Dentre as medidas para introduzir “soluções negociadas” no CPC e na Lei de Improbidade (Lei no 8.429/1992), o projeto inclui a criação no ordenamento brasileiro da modalidade de acordo penal que, na tradição da common law, sobretudo nos Estados Unidos, ficou conhecida como plea bargain. Segundo o texto apresentado pelo Ministro, nos casos em que o investigado confessar um crime – sem violência e com pena máxima inferior a quatro anos – o Ministério Público (MP) poderá propor acordo mediante uma série de condições, que incluem reparações às vítimas, pagamento de multas e prestação de serviços à comunidade.

O principal argumento de Moro é que o plea bargain vai ajudar a Justiça a resolver mais rapidamente casos criminais em que haja confissão. O exato formato do acordo na Lei Anticrime, contudo, ainda é incerto, pois o PL apresentado pelo Ministro tende a ser alterado durante sua tramitação pelo Congresso. Antecipando-nos às discussões legislativas que vão se seguir, entrevistamos o professor de Direito Penal e Processual da Fundação Getúlio Vargas (FGV-Direito Rio) Tiago Bottino, para saber mais sobre a natureza do instituto e suas possibilidades de aplicação no Brasil.

Revista J&C – Como funciona o plea bargain?

Tiago Bottino – A proposta pode ser desenhada de várias maneiras diferentes, mas o que temos como referência são os modelos norte-americano e inglês, que já têm 200 anos. Nos EUA os promotores não são obrigados a processar ninguém. Quando acontece um crime, o MP avalia se é o caso de processar em juízo, de fazer acordo ou de não fazer nada. As regras desse sistema foram sendo construídas aos poucos, mas, basicamente, envolvem que a pessoa reconheça que praticou o crime e negocie sua pena.
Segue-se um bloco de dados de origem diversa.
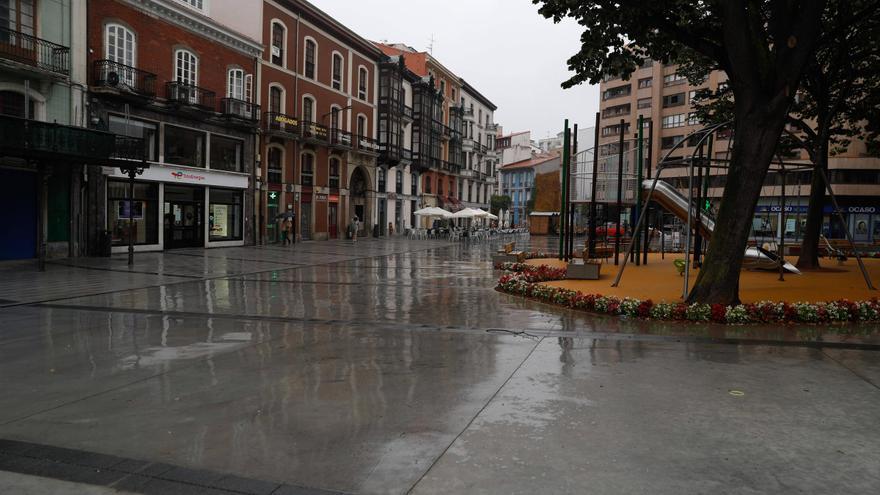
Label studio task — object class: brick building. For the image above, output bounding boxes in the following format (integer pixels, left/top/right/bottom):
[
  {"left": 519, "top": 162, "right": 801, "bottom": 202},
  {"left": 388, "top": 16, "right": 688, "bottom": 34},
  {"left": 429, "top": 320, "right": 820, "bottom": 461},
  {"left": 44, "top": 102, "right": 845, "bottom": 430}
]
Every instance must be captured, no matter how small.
[
  {"left": 87, "top": 0, "right": 262, "bottom": 251},
  {"left": 257, "top": 0, "right": 382, "bottom": 242}
]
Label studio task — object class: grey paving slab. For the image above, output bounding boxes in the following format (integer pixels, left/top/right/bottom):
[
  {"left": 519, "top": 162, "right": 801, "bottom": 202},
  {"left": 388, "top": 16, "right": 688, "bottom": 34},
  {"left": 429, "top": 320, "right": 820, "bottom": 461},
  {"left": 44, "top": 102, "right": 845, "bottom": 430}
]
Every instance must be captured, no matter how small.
[
  {"left": 413, "top": 339, "right": 880, "bottom": 494},
  {"left": 0, "top": 307, "right": 276, "bottom": 424},
  {"left": 0, "top": 326, "right": 535, "bottom": 493}
]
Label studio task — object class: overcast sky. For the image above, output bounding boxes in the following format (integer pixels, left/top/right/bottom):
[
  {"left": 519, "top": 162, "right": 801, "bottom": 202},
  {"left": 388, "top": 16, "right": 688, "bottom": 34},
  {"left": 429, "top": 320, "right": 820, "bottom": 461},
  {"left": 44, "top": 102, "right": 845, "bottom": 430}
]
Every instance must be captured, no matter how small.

Ao longo do tempo foram feitas mudanças, que resultaram de algumas decisões interessantes da Suprema Corte dos EUA. Hoje há a possibilidade de acordos em que a pessoa não confessa o crime, ela diz ‘vou me submeter a essa pena, mas não pratiquei esse crime’. Isso surgiu a partir do caso Henri Alford versus North Carolina (Alford plea, 1970). O apelido desse tipo de situação é ‘guilty, but innocent’, aceito a pena, mas não fui eu. (risos) Foi uma influência de outros sistemas nos EUA, porque há a tradição de acordos sem reconhecimento de culpa em outros países, inclusive no Brasil, com a transação penal (Lei no 9.099/1995), largamente aplicada nos Juizados Especiais Criminais, em que a pessoa aceita se submeter à pena sem reconhecer culpa. O princípio que está por trás disso é nolo contendere, expressão latina que significa algo como ‘não quero discutir’.

J&C – Um acordo ruim é melhor que um bom processo?

TB – Às vezes é mais fácil para o acusado aceitar o acordo e se submeter à pena do que enfrentar o processo, ainda que seja para, lá no final, demonstrar que é inocente. Dependendo das características da pessoa, responder processo é um peso moral, social, econômico e até profissional. Estar sendo processado pode ser empecilho em várias situações.

J&C – Nos EUA, como é o controle dos acordos negociados pelo MP?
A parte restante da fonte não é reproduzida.